The Supreme Court of Appeal (“SCA”) recently addressed a significant procurement issue in Aventino Ecotroopers Joint Venture and Others v MEC for the Department of Roads and Transport Gauteng Province and Others 2025 JDR 1403 (SCA). The case centred on a dispute between Aventino, an unincorporated joint venture, and the Gauteng Department of Roads and Transport (“the Department”). Aventino sought to overturn the Department’s decision to award routine road maintenance contracts, Tenders DRT19/07/2019 and RT21/07/2019 (“the tenders”), to competing bidders.
While Aventino’s challenge touched on several issues, the core question before the SCA was whether the Department lawfully extended the bid validity period.
The Bid Validity Period and the SCM Policy
Delays in finalising procurement often require government departments to seek extensions of bid validity periods. The Department relied on paragraph 4.14 of its Supply Chain Management Policy (“SCM Policy”), which allows the Bid Evaluation Committee (“BEC”) to request bidders to extend validity when adjudication cannot be completed within the stated period. The clause expressly provides that bidders may either agree to the extension or refuse it. If they refuse, or fail to reply, they are treated as non-responsive and removed from further evaluation.

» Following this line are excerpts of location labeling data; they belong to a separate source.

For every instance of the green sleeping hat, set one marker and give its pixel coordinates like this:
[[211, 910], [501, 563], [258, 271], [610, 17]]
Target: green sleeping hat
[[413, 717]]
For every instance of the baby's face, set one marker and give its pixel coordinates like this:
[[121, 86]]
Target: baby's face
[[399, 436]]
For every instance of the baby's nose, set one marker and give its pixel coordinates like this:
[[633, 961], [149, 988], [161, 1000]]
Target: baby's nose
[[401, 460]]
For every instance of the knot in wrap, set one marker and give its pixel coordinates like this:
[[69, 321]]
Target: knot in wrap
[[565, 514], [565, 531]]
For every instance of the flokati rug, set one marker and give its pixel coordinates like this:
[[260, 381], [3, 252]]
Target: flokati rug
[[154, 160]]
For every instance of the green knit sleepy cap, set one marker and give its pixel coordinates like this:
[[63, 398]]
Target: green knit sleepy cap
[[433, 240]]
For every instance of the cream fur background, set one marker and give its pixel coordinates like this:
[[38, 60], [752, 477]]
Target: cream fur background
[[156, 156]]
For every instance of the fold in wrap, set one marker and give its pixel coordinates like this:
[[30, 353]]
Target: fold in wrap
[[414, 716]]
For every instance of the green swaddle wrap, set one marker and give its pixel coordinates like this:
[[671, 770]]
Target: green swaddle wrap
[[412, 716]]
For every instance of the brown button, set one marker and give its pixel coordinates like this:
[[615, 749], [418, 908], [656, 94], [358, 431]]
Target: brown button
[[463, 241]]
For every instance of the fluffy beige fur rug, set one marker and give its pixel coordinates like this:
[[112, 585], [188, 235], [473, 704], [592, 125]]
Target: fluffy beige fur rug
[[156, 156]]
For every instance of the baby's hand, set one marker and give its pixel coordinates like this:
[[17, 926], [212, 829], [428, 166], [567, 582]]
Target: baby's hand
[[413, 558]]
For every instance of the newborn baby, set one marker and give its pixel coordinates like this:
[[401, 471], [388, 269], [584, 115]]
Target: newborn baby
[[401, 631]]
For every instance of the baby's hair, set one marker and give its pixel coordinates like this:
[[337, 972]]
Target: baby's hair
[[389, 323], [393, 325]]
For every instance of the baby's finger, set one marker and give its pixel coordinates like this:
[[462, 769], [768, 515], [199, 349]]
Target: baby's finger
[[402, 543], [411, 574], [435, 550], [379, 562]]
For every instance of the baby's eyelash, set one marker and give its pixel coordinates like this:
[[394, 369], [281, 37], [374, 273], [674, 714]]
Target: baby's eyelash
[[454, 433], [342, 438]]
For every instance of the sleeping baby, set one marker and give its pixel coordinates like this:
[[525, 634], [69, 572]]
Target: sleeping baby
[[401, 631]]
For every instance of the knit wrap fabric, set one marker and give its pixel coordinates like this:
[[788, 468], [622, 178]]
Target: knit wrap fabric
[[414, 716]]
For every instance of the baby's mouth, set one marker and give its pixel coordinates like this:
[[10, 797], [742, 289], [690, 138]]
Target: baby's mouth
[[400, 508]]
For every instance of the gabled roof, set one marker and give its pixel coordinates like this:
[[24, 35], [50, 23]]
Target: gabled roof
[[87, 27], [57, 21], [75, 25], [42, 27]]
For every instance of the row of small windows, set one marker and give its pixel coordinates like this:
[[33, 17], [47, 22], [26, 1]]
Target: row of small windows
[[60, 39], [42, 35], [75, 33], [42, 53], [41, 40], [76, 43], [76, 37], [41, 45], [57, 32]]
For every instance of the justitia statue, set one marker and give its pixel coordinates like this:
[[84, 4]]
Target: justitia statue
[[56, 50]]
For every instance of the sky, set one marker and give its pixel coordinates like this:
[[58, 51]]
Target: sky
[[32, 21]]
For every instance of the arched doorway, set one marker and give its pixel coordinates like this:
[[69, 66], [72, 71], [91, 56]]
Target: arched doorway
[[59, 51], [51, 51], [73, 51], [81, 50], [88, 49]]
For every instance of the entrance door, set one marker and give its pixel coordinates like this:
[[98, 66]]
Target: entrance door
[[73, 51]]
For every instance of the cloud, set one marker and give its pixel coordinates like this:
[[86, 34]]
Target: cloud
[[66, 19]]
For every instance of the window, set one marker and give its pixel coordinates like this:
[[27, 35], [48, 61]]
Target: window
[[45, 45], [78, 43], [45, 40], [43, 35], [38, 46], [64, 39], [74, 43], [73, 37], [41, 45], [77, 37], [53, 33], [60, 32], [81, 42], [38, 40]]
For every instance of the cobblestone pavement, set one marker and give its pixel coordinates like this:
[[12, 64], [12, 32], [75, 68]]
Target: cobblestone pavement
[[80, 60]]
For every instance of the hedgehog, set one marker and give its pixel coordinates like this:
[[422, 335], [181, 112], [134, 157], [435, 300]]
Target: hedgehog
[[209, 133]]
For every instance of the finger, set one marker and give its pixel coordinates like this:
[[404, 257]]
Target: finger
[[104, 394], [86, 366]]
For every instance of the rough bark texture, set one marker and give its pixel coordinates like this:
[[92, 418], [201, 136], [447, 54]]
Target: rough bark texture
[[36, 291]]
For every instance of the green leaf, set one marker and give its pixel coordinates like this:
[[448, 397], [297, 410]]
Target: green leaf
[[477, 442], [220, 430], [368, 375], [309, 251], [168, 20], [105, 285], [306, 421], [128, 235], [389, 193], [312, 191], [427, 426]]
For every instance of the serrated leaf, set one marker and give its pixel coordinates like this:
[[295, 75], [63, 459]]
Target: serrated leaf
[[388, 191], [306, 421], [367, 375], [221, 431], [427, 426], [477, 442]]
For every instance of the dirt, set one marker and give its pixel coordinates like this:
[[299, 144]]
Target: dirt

Aventino argued that such disqualification was unlawful: in its view, if any bidder failed to consent, the entire tender should lapse. To support this argument, Aventino drew on precedent, including the Takubiza decision, which dealt with when a tender lapses and the need for unanimous consent to extend validity. Crucially, however, Aventino did not directly challenge the legality of the Department’s SCM Policy itself.
The Court’s Approach
The SCA rejected Aventino’s arguments. It held that because the SCM Policy created a system that expressly allowed the Department to exclude non-responsive bidders, the Department was entitled to continue evaluating the bids of those who consented to the extension. Non-responsiveness, whether through silence or refusal, automatically meant exclusion.
The Court emphasised that while the general principle is that all bidders’ consent is required to extend validity, this is subject to the governing legal framework. In this case, the SCM Policy unchallenged by Aventino, provided sufficient authority for the Department’s approach.
Broader Legal Framework
South African procurement law is anchored in the Constitution and supporting legislation. Public bodies derive their authority to extend bids from these instruments, as supplemented by internal policies.
The Takubiza decision established that without unanimous, timely consent from all bidders, tenders ordinarily lapse once the validity period expires. The Aventino case did not overturn this principle. Instead, it confirmed that where a policy or legislative framework expressly permits extensions without universal consent, such a framework governs the outcome.
In other words, the legality of excluding non-consenting bidders depends on whether the relevant procurement rules allow it. Where no such rules exist, the default remains that all bidders must agree before expiry, failing which the tender lapses.
Timing and Procedural Questions
One area left open in Aventino concerns the timing of responses to extension requests. The Department’s communication to Aventino stated: “we will be extending your bid by 60 days. Should this be unacceptable, you leave us with no alternative but to cancel your bid.” Though phrased in mandatory terms, the Court held that these letters were consistent with paragraph 4.14 of the SCM Policy.
The judgment, however, did not directly address whether responses must be received before the expiry of the original validity period an issue central to Takubiza. This suggests that in the absence of policy provisions like those in the SCM Policy, the Takubiza principle requiring timeous and unanimous consent would continue to apply.
Implications
The Aventino ruling underscores two key points for future procurement disputes:
- Framework matters – Whether a tender validity extension is lawful depends not only on the general principle requiring unanimous consent but also on the particular legislative or policy framework regulating the procurement process.
- Policy must withstand challenge – Where an internal policy permits exclusion of non-responsive bidders, that policy will govern unless its legality is successfully contested.
Thus, while Aventino illustrates that organs of state may, under certain frameworks, extend bid validity without unanimous bidder consent, this approach is not universal. Absent such provisions, the established rule remains: extensions require the consent of all participants before expiry.